Medical IoT device maker Medtronic has initiated for a recall for several units of its insulin pumps after it was discovered that the devices were vulnerable to hacks and there is no way to patch the security holes. The said devices were MiniMed 508 and MiniMed Paradigm series insulin pumps.
“The MiniMed™ 508 insulin pump and the MiniMed™ Paradigm™ series insulin pumps are designed to communicate using a wireless radio frequency (RF) with other devices such as a blood glucose meters, glucose sensor transmitters, and CareLink™ USB devices,” Medtronic alerted users in a statement. “Security researchers have identified potential cybersecurity vulnerabilities related to these insulin pumps. An unauthorized person with special technical skills and equipment could potentially connect wirelessly to a nearby insulin pump to change settings and control insulin delivery. This could lead to hypoglycemia (if additional insulin is delivered) or hyperglycemia and diabetic ketoacidosis (if not enough insulin is delivered).”

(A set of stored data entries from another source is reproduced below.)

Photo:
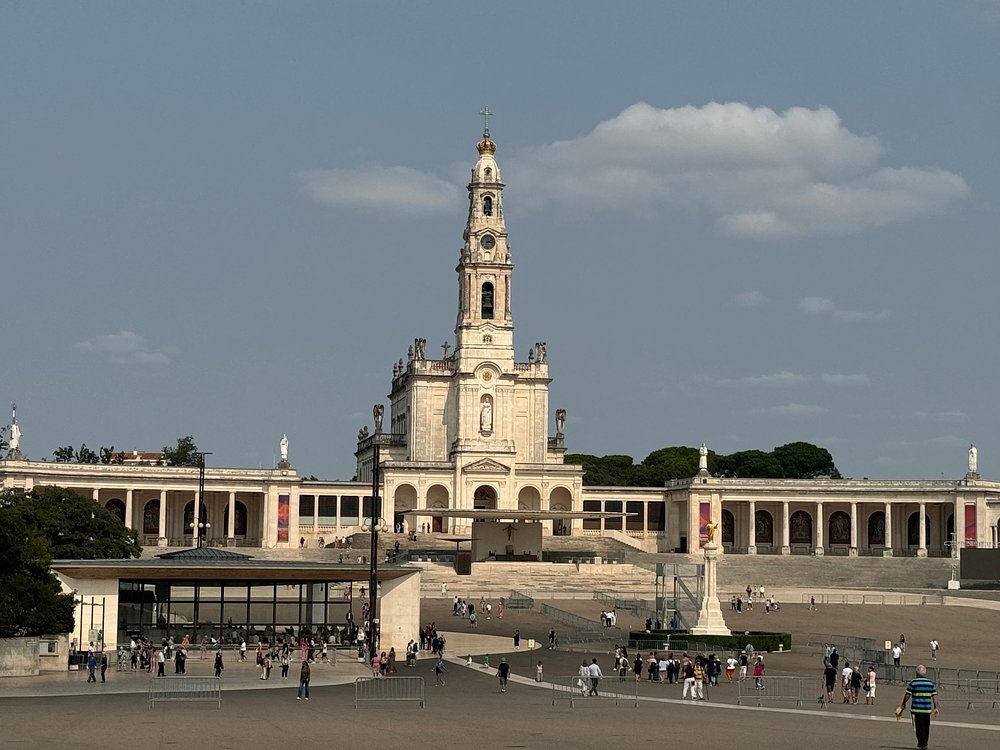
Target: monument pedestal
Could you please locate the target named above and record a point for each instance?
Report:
(710, 619)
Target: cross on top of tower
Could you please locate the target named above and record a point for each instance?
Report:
(486, 112)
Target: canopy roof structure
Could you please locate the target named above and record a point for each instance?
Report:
(511, 515)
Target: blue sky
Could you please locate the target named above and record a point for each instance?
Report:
(739, 223)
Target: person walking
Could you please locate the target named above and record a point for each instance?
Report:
(304, 676)
(595, 674)
(921, 693)
(503, 673)
(439, 669)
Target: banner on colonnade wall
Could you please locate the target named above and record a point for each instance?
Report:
(283, 512)
(704, 519)
(970, 525)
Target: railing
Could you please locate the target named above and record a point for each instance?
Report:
(579, 688)
(174, 689)
(766, 688)
(883, 599)
(389, 689)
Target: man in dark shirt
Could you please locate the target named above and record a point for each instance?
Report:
(503, 672)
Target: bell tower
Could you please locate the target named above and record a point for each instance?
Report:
(485, 328)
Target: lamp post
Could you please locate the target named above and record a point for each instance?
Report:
(375, 523)
(196, 526)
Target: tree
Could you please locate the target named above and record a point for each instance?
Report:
(805, 461)
(31, 598)
(64, 454)
(75, 527)
(85, 455)
(185, 453)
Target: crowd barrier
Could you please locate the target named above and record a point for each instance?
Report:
(770, 689)
(389, 689)
(175, 689)
(577, 688)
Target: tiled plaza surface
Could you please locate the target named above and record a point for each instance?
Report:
(63, 711)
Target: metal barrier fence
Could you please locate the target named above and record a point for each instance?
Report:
(768, 688)
(389, 689)
(578, 688)
(894, 599)
(173, 689)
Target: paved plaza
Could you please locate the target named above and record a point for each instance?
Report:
(63, 711)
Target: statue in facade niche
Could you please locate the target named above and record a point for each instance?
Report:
(486, 417)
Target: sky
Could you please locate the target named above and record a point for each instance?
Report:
(744, 224)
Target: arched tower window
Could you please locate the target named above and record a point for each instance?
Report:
(487, 301)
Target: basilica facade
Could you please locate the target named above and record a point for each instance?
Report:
(474, 432)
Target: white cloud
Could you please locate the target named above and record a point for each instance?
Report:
(941, 416)
(783, 378)
(790, 410)
(124, 347)
(824, 306)
(756, 173)
(750, 299)
(844, 379)
(399, 190)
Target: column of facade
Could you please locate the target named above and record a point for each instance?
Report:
(922, 543)
(888, 530)
(129, 524)
(231, 522)
(820, 525)
(163, 519)
(786, 548)
(853, 552)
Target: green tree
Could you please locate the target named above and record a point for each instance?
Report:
(185, 453)
(603, 471)
(64, 454)
(75, 527)
(805, 461)
(31, 598)
(85, 456)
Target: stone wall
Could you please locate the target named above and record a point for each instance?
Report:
(18, 657)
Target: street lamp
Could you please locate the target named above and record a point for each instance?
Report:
(202, 530)
(374, 524)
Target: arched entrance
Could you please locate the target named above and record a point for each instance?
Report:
(403, 499)
(437, 497)
(764, 525)
(839, 530)
(800, 528)
(728, 528)
(240, 520)
(876, 529)
(560, 500)
(116, 506)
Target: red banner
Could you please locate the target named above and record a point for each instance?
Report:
(704, 519)
(970, 525)
(283, 513)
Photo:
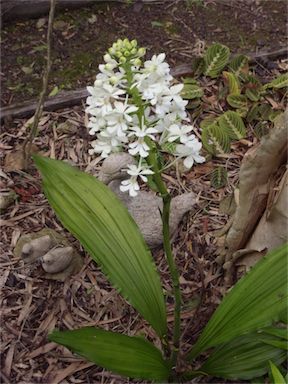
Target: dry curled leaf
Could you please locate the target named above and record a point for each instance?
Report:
(15, 160)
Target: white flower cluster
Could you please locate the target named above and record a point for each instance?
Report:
(133, 104)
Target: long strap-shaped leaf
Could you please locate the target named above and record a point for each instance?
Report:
(244, 357)
(95, 216)
(254, 302)
(129, 356)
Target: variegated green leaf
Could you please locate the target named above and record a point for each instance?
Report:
(239, 65)
(97, 218)
(216, 57)
(233, 124)
(255, 302)
(280, 82)
(264, 111)
(243, 358)
(191, 91)
(209, 120)
(128, 356)
(215, 140)
(219, 177)
(237, 101)
(233, 82)
(276, 374)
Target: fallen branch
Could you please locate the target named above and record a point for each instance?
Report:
(27, 145)
(12, 9)
(70, 98)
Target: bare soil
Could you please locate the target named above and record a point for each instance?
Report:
(180, 28)
(32, 306)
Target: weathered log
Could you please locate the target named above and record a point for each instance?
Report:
(70, 98)
(13, 9)
(65, 99)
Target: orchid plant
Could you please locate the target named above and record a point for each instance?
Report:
(136, 106)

It was the FDA that announced the vulnerabilities in the medical IoT devices from Medtronic. “The FDA is warning patients and health care providers that certain Medtronic MiniMed™ insulin pumps have potential cybersecurity risks. Patients with diabetes using these models should switch their insulin pump to models that are better equipped to protect against these potential risks,” FDA stated in a statement. The FDA also listed out the devices that were vulnerable in the statement.
Cybersecurity experts say cybercriminals are increasingly targeting the healthcare industry to steal sensitive medical information and sell it on the black market.
A survey from cybersecurity company Carbon Black stated the rate of cyber-attacks on healthcare industry appear to be increasing exponentially. In its survey report Healthcare Cyber Heists in 2019, Carbon Black has disclosed what is happening to the Personal Health Information (PHI) that was stolen by cybercriminals.
The survey, which involved 20 of the healthcare industry’s Chief Information Security Officers (CISOs), found the healthcare sector being targeted because of how lucrative PHI is when compared to other personal data like credit card numbers. It’s said that personal health information is worth three times more than other personal information since the health information never changes and can be used by cybercriminal groups for extortion or compromise.